You will also see the response sent back by the server in clear text that in our case happens to contain the password again, though in regular service that should not happen. The point though is that both what you sent and what you received could be recorded by someone who listens in on the wire or on the wireless.

Not only that, but the content of the parameters can be seen in the address-bar of your browser. They will be also recorded in the log of the web server.

POST over HTTP

POST requests seem to be more secure. For one, the data is not sent in the URL, so people watching over your shoulder cannot see it. Normally it does not get recored in the web server logs either. Though that could be changed by the web site owner.

We can tell curl to send a POST request instead of the default GET using the -X flag and then we can supply the data using the -d flag:

curl -X POST -d 'username=foobar&password=secret' 'http://httpbin.org/post'

This is the same when you have an HTML form using "POST" as the method of submission.

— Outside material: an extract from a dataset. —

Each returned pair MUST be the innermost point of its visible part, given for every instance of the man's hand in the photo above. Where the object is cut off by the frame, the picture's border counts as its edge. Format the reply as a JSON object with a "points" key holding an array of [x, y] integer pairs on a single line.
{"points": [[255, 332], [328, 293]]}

Like in the next form that will open a new tab or new window:

In Firefox when you click on the submit button you'll get a pop-up warning you:

Firefox Security warning

On the terminal where you ran tcpdump you'll see, among some other output, the following:

    192.168.1.101.50593 > ec2-54-243-175-5.compute-1.amazonaws.com.http: Flags [P.], cksum 0xc8e5 (correct), seq 1:549, ack 1, win 4096, options [nop,nop,TS val 2187521457 ecr 795639310], length 548: HTTP, length: 548
    POST /post HTTP/1.1
    Host: httpbin.org
    User-Agent: Mozilla/5.0 (Macintosh; Intel Mac OS X 10.12; rv:56.0) Gecko/20100101 Firefox/56.0
    Accept: text/html,application/xhtml+xml,application/xml;q=0.9,*/*;q=0.8
    Accept-Language: en-US,en;q=0.5
    Accept-Encoding: gzip, deflate
    Content-Type: application/x-www-form-urlencoded
    Content-Length: 31
    Cookie: _gauges_unique_month=1; _gauges_unique_year=1; _gauges_unique=1; _gauges_unique_hour=1; _gauges_unique_day=1
    Connection: keep-alive
    Upgrade-Insecure-Requests: 1

    username=foobar&password=secret[!http]

There, the list line is the data I've submitted via the browser.

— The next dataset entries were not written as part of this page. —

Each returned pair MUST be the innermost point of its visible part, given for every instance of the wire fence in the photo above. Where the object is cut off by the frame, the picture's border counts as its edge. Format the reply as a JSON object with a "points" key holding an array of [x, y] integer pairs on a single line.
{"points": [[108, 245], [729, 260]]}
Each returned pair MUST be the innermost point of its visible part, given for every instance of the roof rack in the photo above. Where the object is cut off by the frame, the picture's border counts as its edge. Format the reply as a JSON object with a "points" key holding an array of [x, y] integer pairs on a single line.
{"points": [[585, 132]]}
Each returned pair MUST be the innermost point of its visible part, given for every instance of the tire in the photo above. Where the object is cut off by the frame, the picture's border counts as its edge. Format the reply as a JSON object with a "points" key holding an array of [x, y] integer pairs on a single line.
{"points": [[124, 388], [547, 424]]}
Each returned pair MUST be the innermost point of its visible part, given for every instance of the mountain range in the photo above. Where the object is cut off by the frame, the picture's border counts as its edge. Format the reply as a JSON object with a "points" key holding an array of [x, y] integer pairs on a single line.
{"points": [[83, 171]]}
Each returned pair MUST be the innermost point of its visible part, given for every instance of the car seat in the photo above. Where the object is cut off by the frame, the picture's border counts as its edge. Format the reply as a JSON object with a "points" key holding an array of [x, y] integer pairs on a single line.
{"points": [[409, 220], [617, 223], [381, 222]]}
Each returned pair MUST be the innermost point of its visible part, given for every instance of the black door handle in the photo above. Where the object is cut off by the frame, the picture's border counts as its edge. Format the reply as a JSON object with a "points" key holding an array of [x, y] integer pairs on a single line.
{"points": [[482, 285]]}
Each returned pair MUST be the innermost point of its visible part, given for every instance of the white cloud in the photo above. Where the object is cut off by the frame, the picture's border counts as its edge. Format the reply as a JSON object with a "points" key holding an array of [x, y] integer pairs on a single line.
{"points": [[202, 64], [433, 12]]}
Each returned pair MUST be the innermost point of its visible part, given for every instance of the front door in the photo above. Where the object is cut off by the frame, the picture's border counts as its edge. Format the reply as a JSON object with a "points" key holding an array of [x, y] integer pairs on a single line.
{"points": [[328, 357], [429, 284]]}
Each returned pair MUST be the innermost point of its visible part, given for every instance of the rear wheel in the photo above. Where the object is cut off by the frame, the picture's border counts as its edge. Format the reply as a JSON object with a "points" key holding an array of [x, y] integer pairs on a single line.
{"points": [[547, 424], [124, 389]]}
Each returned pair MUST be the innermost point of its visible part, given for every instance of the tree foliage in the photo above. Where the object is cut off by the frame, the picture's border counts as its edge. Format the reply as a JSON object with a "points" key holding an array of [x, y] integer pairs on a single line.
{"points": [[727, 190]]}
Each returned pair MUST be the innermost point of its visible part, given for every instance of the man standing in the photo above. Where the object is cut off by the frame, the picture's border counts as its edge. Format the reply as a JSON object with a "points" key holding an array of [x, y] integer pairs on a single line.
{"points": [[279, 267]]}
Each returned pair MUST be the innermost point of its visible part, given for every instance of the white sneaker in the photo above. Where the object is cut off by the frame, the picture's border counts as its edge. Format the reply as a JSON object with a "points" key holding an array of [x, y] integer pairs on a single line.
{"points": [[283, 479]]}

So even though in POST requests the data cannot be seen in the address-bar of the browser, it is still sent as clear text behind the scene. So someone monitoring your traffic can still see it.

GET over HTTPS

Let's see what happens with the same requests going over HTTPS.

curl 'https://httpbin.org/get?username=foobar&password=secret'

Or click on this link.

If you look at the terminal with the tcpdump in it you will only see unreadable data. That's because everything is encrypted. We can still see with which computer do you communicate, but we cannot see the content of your request. Not even the URL you accessed.

Someone standing behind the shoulder still can see the parameters in the address-bar and it still gets recorded in the log file, but at least others cannot see all the details of your communication.

POST over HTTPS

The same with POST requests, except the address-bar and the log files.

curl -X POST -d 'username=foobar&password=secret' 'https://httpbin.org/post'

TL;DR

As a web site owner check out Let's encrypt. They provide HTTPS certificates free of charge. With a little effort you can make your site and your users more secure.